You've made an excellent start with integration by parts!
Let the integral be $\color{navy}{\mathcal{I}}$. We want to evaluate
$$\bbox[15px, #E0F8FF, border:5px groove #007BFF]{\color{navy}{\mathcal{I}} := \int_{0}^{\infty} \frac{\arctan(x^3)}{x^2} \ dx}$$
Using integration by parts with $u_0 = \arctan(x^3)$ and $dv_0 = \frac{1}{x^2} dx$.
Then $du_0 = \frac{3x^2}{1+x^6} dx$ and $v_0 = -\frac{1}{x}$.
So,
$$\begin{align*}
\color{navy}{\mathcal{I}} &= \left[ -\frac{\arctan(x^3)}{x} \right]_0^\infty - \int_0^\infty \left(-\frac{1}{x}\right) \frac{3x^2}{1+x^6} \ dx \\
&= \left[ -\frac{\arctan(x^3)}{x} \right]_0^\infty + 3 \int_0^\infty \frac{x}{1+x^6} \ dx
\end{align*}$$
Let's evaluate the boundary term:
- As $x \to \infty$: $\arctan(x^3) \to \frac{\pi}{2}$. So, $-\frac{\arctan(x^3)}{x} \to -\frac{\pi/2}{x} \to 0$.
- As $x \to 0^+$: We can use the Taylor series for $\arctan(y) \approx y$ for small $y$. So, $\arctan(x^3) \approx x^3$. Thus, $-\frac{\arctan(x^3)}{x} \approx -\frac{x^3}{x} = -x^2 \to 0$.

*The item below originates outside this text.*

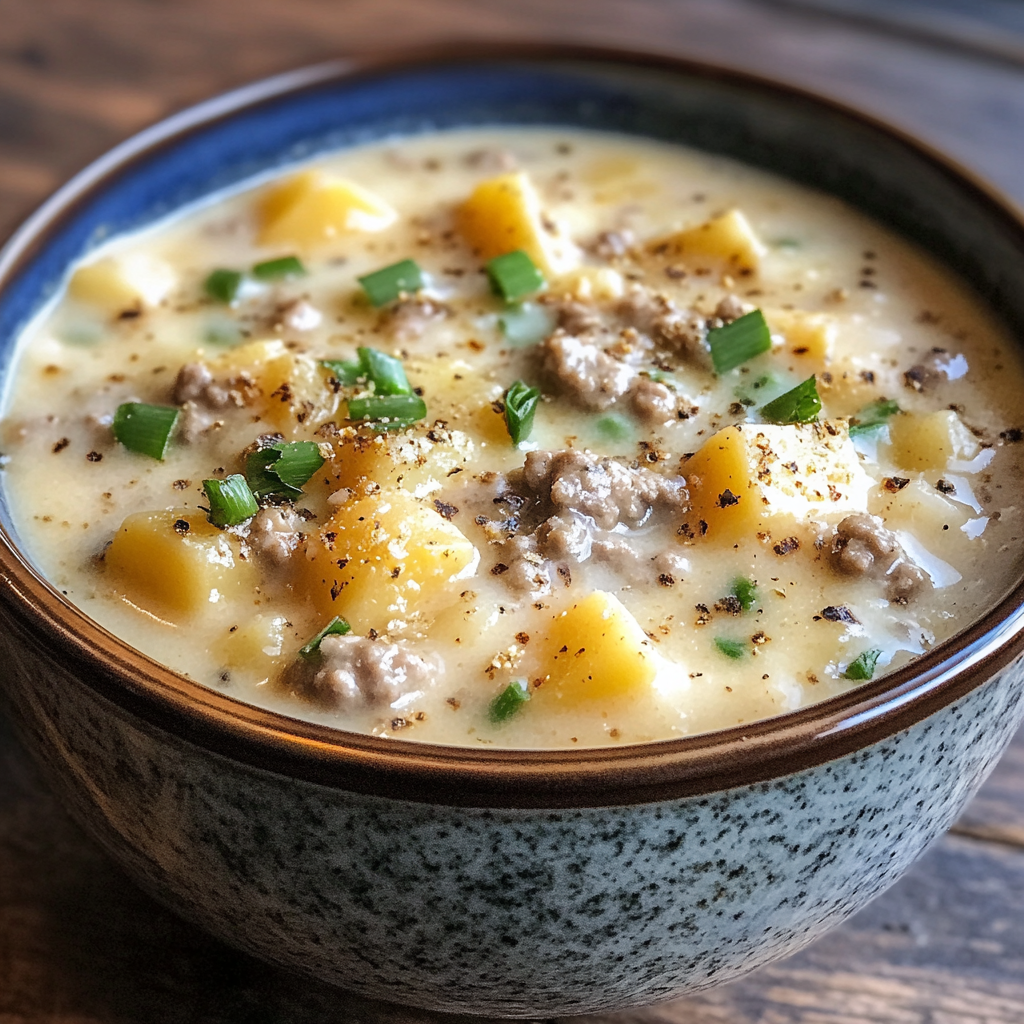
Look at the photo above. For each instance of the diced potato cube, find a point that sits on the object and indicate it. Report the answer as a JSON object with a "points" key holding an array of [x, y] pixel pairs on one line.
{"points": [[312, 209], [118, 283], [504, 214], [595, 650], [174, 563], [256, 645], [386, 558], [809, 338], [764, 477], [728, 238], [929, 441]]}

Therefore, the boundary term is $\require{cancel}\cancelto{0}{\left[ -\frac{\arctan(x^3)}{x} \right]_0^\infty} = 0 - 0 = 0$.
The integral simplifies to:
$$\color{navy}{\mathcal{I}} = 3 \int_0^\infty \frac{x}{1+x^6} \ dx$$
Let $\color{teal}{\mathcal{J}_1} = \int_0^\infty \frac{x}{1+x^6} \ dx$. So, $\color{navy}{\mathcal{I}} = 3 \color{teal}{\mathcal{J}_1}$.
Hints for solving $\displaystyle \color{teal}{\mathcal{J}_1} = \int_0^\infty \frac{x}{1+x^6} \ dx$:
Substitution: The term $x^6$ suggests a substitution. Try $u = x^2$ (or $x \mapsto \sqrt{u}$). How does the integral transform? You should arrive at an integral of the form $C \int_0^\infty \frac{1}{1+u^3} du$. Let's call this $J_2 = \int_0^\infty \frac{1}{1+u^3} du$.
Symmetry/Reciprocal Substitution for $J_2$: For integrals of the form $\int_0^\infty f(u) du$, the substitution $u \mapsto 1/t$ (so $du = -1/t^2 dt$) is often very powerful. Apply this to $J_2$. You should find that $J_2$ is also equal to $\int_0^\infty \frac{t}{1+t^3} dt$.
Combine and Simplify: Using the result from hint 2, you have two expressions for $J_2$. Consider $2J_2 = \int_0^\infty \frac{1}{u^3+1} du + \int_0^\infty \frac{u}{u^3+1} du = \int_0^\infty \frac{1+u}{u^3+1} du$. Simplify the integrand $\frac{1+u}{u^3+1}$ by factoring the denominator.
Evaluate the Simplified Integral: The simplified integral should be of the form $\int_0^\infty \frac{1}{au^2+bu+c} du$. Complete the square in the denominator. This will lead to an $\arctan$ function.
Back-substitute: Once you find $J_2$, remember that $I = 3 J_1$ and $J_1 = \frac{1}{2} J_2$.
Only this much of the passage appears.